Economia

Istat e Ocse

Istat e Ocse

I dati dell’Ocse, che segnalano Italia e Francia come i Paesi che per primi e meglio stanno riprendendo la via dello sviluppo, avviandosi alla ripresa, sono giunti appena in tempo per consentire al presidente del Consiglio, Silvio Berlusconi, di dare maggiore peso alla sua visione ottimistica della crisi. Secondo quei dati, oltre tutto, i primi a dare buoni sintomi di risveglio siamo noi, a seguire i francesi, gli altri sono ancora fermi.
Un bell’incoraggiamento, se non altro, specie se si pensa ai dati Istat, che li precedevano di poche ore e che evidenziano l’ulteriore arretramento del nostro prodotto interno lordo nel secondo trimestre 2009, nella misura dello 0,5% rispetto al trimestre precedente e del 6% tendenziale. E’ il quinto calo consecutivo su base trimestrale e tendenziale. Su base tendenziale è il peggior dato almeno dall’inizio della serie storica, nel 1980. L’anno in corso, pertanto, si chiuderà con un arretramento di almeno il 5,1%. Un dato impressionante.
Sul fatto che i misuratori dell’Ocse siano del tutto affidabili, e sul credere che quel dato avvalori una superiore capacità di prendere nelle vele i primi refoli di ripresa, non scommetterei più di tanto. Aiutano, comunque, il governo italiano a smentire quanti pretendono di denunciarne gli errori, e, anzi, consentono di dire che non sono stati commessi quelli degli altri Paesi. E questo è vero. Attestando 34 miliardi a presidio degli ammortizzatori sociali, mettendo a disposizione ulteriori 8 miliardi per la cassa integrazione, il governo italiano è riuscito in un doppio buon colpo: da una parte ha predisposto difese per una crisi ipoteticamente devastante, talché se quei soldi fossero stati tutti effettivamente spesi il paesaggio del giorno dopo sarebbe stato una specie di deserto post nucleare; dall’altra ha evitato di spendere soldi reali per difendere il sistema produttivo, mancando la possibilità di vedere gli sbocchi effettivi della crisi. In un certo senso, per quanto paradossale appaia, ci siamo giovati del nostro enorme debito pubblico ed abbiamo evitato gli errori di altri. Al tempo stesso, rassicurando i cittadini e le famiglie, non si è messa a rischio la pace sociale.
Quando Berlusconi si mostra stizzito per le critiche di chi lo invitava a fare di più, con questo intendendo “spendere di più”, non ha torto.

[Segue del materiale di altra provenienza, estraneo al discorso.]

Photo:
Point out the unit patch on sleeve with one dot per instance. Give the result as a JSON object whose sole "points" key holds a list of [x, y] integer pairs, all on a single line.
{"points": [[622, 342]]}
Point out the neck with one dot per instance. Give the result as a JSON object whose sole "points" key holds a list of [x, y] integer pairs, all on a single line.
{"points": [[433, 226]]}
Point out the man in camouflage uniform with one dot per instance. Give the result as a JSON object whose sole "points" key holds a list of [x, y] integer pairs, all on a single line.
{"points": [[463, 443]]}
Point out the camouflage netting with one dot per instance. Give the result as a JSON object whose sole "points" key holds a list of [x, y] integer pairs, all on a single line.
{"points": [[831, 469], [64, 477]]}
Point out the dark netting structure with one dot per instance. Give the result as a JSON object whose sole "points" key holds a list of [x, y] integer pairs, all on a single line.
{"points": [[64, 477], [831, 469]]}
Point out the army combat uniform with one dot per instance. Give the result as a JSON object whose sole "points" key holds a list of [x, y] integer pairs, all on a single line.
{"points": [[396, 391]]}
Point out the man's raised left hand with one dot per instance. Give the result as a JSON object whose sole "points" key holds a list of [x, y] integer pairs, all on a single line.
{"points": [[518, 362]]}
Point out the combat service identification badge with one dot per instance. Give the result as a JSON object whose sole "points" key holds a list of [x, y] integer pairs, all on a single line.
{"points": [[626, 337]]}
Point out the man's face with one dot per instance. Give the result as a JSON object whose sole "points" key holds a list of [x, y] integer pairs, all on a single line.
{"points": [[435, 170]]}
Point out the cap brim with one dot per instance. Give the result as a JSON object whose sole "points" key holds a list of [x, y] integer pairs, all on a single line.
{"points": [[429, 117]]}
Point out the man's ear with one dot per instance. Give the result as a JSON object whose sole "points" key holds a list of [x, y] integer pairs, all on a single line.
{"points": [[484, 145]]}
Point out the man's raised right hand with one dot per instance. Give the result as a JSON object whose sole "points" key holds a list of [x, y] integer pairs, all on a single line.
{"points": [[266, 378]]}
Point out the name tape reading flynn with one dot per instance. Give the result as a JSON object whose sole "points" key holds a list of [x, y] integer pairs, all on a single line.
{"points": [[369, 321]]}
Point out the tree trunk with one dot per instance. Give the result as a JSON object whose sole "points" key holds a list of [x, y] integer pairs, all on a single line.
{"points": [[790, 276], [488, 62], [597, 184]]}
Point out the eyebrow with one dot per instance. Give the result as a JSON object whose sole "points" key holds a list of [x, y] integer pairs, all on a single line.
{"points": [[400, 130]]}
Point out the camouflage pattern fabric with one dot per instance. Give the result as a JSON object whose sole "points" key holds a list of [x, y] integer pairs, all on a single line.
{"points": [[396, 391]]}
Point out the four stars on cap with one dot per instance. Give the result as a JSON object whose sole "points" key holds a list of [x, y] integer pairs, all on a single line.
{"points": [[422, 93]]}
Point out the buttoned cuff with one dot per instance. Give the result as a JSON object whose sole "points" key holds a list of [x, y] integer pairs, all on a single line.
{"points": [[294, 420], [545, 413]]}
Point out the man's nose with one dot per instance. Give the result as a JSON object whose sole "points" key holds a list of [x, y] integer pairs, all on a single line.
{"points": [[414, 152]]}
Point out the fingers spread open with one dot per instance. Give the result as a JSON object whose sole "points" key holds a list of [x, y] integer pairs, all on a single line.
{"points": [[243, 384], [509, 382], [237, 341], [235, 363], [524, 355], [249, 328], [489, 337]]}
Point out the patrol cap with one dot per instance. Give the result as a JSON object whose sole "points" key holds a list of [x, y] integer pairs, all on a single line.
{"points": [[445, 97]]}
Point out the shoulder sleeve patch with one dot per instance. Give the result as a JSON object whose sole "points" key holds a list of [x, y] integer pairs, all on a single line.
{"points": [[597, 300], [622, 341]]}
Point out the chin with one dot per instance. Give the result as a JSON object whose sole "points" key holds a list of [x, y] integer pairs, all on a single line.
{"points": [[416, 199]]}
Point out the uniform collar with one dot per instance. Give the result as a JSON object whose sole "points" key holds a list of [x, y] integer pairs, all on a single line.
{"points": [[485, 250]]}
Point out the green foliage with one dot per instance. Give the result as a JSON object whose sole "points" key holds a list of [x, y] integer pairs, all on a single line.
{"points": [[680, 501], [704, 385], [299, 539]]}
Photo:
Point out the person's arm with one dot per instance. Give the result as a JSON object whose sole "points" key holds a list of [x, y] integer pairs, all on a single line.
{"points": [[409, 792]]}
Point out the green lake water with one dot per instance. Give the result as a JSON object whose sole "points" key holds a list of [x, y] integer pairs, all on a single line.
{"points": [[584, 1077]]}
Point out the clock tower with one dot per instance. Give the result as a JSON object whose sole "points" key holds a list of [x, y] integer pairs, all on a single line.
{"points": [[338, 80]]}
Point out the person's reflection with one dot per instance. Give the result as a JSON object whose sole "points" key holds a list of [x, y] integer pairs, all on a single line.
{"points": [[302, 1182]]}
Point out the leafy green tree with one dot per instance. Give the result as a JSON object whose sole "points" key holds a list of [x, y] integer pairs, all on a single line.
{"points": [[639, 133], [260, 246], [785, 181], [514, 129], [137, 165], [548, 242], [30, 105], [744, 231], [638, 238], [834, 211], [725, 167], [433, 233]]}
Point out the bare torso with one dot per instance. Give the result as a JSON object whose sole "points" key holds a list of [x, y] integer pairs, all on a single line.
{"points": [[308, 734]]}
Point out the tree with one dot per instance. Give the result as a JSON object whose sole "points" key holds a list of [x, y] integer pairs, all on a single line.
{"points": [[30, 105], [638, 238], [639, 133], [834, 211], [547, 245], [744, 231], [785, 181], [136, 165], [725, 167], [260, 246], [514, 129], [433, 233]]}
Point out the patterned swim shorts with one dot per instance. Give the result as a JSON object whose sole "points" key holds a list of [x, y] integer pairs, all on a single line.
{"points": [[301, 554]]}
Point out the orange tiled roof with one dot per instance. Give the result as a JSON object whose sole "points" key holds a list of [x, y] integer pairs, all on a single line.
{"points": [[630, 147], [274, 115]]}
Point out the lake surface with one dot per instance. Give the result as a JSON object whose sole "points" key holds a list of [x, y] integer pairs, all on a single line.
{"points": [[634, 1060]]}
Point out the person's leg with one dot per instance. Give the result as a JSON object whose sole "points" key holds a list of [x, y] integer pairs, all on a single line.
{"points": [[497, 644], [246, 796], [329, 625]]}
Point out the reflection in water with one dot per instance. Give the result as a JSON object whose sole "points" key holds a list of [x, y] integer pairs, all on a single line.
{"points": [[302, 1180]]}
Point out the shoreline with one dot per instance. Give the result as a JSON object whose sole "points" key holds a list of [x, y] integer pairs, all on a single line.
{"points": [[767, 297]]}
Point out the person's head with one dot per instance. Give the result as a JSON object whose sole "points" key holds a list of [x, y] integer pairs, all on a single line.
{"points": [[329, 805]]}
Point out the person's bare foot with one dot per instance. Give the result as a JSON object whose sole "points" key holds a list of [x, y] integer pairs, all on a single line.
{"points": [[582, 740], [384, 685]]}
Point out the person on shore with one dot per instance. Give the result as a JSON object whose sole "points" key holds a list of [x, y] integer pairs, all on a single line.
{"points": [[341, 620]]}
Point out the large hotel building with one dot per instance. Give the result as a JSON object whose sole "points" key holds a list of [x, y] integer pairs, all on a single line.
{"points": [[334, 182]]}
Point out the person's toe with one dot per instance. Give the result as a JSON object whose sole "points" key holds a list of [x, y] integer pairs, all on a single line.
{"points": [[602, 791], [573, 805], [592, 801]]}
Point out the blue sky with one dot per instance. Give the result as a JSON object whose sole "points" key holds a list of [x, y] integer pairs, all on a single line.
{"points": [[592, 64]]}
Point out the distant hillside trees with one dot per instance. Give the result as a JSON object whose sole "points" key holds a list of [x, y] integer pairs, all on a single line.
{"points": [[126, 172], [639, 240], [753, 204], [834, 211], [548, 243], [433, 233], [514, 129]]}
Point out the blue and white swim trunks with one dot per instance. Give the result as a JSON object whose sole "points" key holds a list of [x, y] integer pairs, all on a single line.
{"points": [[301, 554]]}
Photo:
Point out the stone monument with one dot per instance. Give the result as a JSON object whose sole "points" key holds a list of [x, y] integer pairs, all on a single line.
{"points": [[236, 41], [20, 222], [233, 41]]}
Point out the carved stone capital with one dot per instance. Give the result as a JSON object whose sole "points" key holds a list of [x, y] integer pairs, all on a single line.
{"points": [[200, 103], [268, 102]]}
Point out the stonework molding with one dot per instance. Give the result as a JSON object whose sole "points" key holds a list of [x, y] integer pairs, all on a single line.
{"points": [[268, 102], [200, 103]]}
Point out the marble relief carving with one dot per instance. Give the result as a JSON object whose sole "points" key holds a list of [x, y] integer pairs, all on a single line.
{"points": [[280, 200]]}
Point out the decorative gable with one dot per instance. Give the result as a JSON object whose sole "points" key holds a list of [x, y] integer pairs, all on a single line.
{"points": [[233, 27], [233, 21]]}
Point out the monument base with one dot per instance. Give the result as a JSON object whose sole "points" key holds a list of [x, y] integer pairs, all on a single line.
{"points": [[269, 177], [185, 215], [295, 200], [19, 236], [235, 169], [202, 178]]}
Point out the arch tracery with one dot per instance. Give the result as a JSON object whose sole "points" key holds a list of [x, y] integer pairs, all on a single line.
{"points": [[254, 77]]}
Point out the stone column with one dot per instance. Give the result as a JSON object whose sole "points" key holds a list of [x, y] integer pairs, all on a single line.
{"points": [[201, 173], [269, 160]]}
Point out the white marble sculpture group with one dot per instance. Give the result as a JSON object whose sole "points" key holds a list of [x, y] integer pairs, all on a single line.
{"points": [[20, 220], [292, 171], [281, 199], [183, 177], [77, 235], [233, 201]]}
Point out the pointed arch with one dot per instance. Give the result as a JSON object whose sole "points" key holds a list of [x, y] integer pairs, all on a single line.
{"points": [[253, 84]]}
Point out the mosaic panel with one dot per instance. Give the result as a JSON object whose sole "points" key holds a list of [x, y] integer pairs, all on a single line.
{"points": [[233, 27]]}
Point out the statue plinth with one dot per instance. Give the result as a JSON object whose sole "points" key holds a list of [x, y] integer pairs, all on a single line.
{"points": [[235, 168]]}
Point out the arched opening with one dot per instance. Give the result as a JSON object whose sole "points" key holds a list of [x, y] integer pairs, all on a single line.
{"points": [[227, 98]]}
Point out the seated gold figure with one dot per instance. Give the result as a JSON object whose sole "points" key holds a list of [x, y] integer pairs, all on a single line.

Se quei dati Ocse, oltre ad incoraggiare, dovessero anche portare fortuna, tanto meglio. Il fatto è che il governo si confronta con le critiche che arrivano dall’opposizione, la quale avrebbe voluto una condotta di spesa simile a quella di altri Paesi occidentali, salvo poi, incoerentemente, denunciare il crescere del deficit, quindi del debito pubblico. Facile dimostrare che hanno torto. Quelle, però, non sono state le uniche critiche, giacché ve ne sono altre, praticamente prive di rappresentanza parlamentare, che andavano in direzione opposta: visto che la crisi non può essere combattuta con la spesa pubblica, visto che la riduzione di questa rimane uno degli obiettivi non solo imposti dall’Europa, ma saggi in sé, allora si deve mettere mano a riforme strutturali, a quel che serve per cambiare molte delle regole del nostro mercato interno, economico e del lavoro. Su questo fronte il governo non solo è rimasto indietro, approdando alla riforma dell’età pensionabile nel settore pubblico solo perché trascinato per la collottola, ma ha anche teorizzato l’opportunità di non fare niente. Il che non è lungimirante.
Se ne è accorto lo stesso Berlusconi che, difatti, non esclude di dover ragionare sugli squilibri interni del costo della vita, legando a questi l’andamento contrattuale, quindi delle retribuzioni. Sul punto ha ragione Renato Brunetta, quando avverte che l’andamento dei salari deve essere legato alla produttività, non al costo della vita, ma è anche vero che dove la vita è meno cara ci sono maggiori margini d’elasticità salariale, quindi più spazio per guadagnare produttività. Rinunciare a questa opportunità significa consumare nel presente una possibilità futura di sviluppo, che è, poi, il grande dramma del nostro mezzogiorno. A chiedere, anzi, a reclamare autonomia contrattuale, quindi di evadere dalla gabbia del salario unico e sempre uguale, dovrebbero essere proprio i meridionali, perché fuori da quella gabbia c’è ricchezza da conquistare. Berlusconi, appunto, sembra aver compreso la questione, certo aiutato dalla pressante polemica dell’alleato leghista.
Ma non basta. Il governo deve prepararsi all’autunno, che non sarà una stagione semplice ed indolore, cercando di dare organicità e coerenza alle proprie iniziative. Da quelle relative alla pubblica amministrazione e quelle che riguardano la scuola, da questa decisiva partita dei salari all’urgenza di sanare la malagiustizia, così via andando di tema in tema, si deve essere capaci di raccontare sempre la stessa storia, che non sia una favola: sono tutte cose che servono a ripartire, a rimettere l’Italia e gli italiani nelle condizioni di competere. In ciascuno di questi settori non dobbiamo conservare il passato, ma propiziare il futuro. Offrire a ciascuna iniziativa il valore aggiunto di un lavoro univoco è il compito della politica. Altrimenti le cose giuste, che pur si fanno, s’indeboliscono se presentate a spizzichi e bocconi, prive del fascino che si lega al cambiamento di passo. L’ottimismo, in quel coerente e promettente contesto, diventerebbe il dovere dei riformisti e degli innovatori, perdendo l’impronta negativa dei consolatori.